On 2025-03-17 10:36, Jan Beulich wrote:
> On 06.03.2025 23:03, Jason Andryuk wrote:
>> xl queries SYSCTL_physinfo for the physical cpus:
>> domU:~# xl list
>> libxl: error: libxl_utils.c:817:libxl_cpu_bitmap_alloc: failed to retrieve the maximum number of cpus
>> libxl: error: libxl_utils.c:817:libxl_cpu_bitmap_alloc: failed to retrieve the maximum number of cpus
>> libxl: error: libxl_utils.c:817:libxl_cpu_bitmap_alloc: failed to retrieve the maximum number of cpus
>> Name ID Mem VCPUs State Time(s)
>> Domain-0 0 800 1 r----- 130.0
>> dom0less-1 1 400 1 r----- 130.3
>> dom0less-2 2 800 1 r----- 130.3
>>
>> Hardware and control are both privileged. Allow them both access to
>> sysctls so they have insight into the running system. This is coarse
>> grained permissions for the dummy policy.
>
> In an earlier patch you alluded to the control domain being guarded against
> the hardware one. Shouldn't hwdom be limited operations retrieving info,
> but refused to make any changes to the system? Or maybe some kinds of
> changes are to be done by hwdom, but then shouldn't be possible to be made
> by the control domain?
As an example, with ACPI living in the hardware_domain, it would be the
domain to issue XEN_SYSCTL_pm_op to upload cpufreq data. But then
control domain should be in charge of controlling how the system is
running by setting cpufreq parameters.
>> --- a/xen/include/xsm/dummy.h
>> +++ b/xen/include/xsm/dummy.h
>> @@ -194,9 +194,10 @@ static XSM_INLINE int cf_check xsm_sysctl(XSM_DEFAULT_ARG int cmd)
>> case XEN_SYSCTL_getdomaininfolist:
>> return xsm_default_action(XSM_XS_PRIV, current->domain, NULL);
>> case XEN_SYSCTL_readconsole:
>> - case XEN_SYSCTL_physinfo:
>
> Didn't you add this line just a single patch ago?
Yes.

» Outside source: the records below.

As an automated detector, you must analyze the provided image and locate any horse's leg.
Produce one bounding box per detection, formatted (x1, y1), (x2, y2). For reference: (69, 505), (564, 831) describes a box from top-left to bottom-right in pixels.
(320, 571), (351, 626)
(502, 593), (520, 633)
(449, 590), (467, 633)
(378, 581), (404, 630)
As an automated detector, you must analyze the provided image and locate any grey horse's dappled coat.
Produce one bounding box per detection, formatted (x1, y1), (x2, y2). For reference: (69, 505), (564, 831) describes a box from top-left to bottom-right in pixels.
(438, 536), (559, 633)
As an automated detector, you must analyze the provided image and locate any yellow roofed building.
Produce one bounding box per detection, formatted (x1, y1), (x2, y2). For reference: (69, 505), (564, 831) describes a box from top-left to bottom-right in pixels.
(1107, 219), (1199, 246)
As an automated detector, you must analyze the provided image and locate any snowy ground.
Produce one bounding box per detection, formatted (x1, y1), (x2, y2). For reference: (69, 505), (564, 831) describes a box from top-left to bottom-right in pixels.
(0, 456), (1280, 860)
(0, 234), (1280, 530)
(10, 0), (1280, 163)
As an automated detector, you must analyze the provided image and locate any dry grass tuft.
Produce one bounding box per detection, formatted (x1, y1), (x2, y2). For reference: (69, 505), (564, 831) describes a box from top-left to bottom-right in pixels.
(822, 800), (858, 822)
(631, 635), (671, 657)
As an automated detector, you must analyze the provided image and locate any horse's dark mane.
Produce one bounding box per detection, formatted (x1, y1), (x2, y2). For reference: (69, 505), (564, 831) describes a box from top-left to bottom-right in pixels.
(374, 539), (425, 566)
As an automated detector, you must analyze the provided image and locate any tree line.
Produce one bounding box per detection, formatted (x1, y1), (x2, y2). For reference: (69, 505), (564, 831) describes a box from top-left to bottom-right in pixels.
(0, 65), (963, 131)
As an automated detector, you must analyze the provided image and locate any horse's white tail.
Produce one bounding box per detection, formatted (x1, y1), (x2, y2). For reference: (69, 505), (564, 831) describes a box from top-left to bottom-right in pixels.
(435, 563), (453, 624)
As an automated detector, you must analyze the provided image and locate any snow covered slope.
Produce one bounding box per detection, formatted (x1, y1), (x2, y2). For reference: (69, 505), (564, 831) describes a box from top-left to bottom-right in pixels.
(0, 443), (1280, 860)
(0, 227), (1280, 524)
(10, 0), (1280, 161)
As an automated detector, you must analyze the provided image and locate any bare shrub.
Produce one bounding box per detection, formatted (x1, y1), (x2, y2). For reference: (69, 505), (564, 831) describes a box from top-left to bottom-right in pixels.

The previous patch was a minimal change. This patch is a maximal
change. I thought this could be rejected and didn't want to merge the
two. Though XEN_SYSCTL_physinfo should be handled better even for the
minimal change.
This patch may go too far, hardware domain does have legitimate use to
some sysctls. For a coarse, base policy I went with allowing more to
hardware domain. Hardware domain can't be untrusted, so I erred on the
side of more permissions rather than fewer.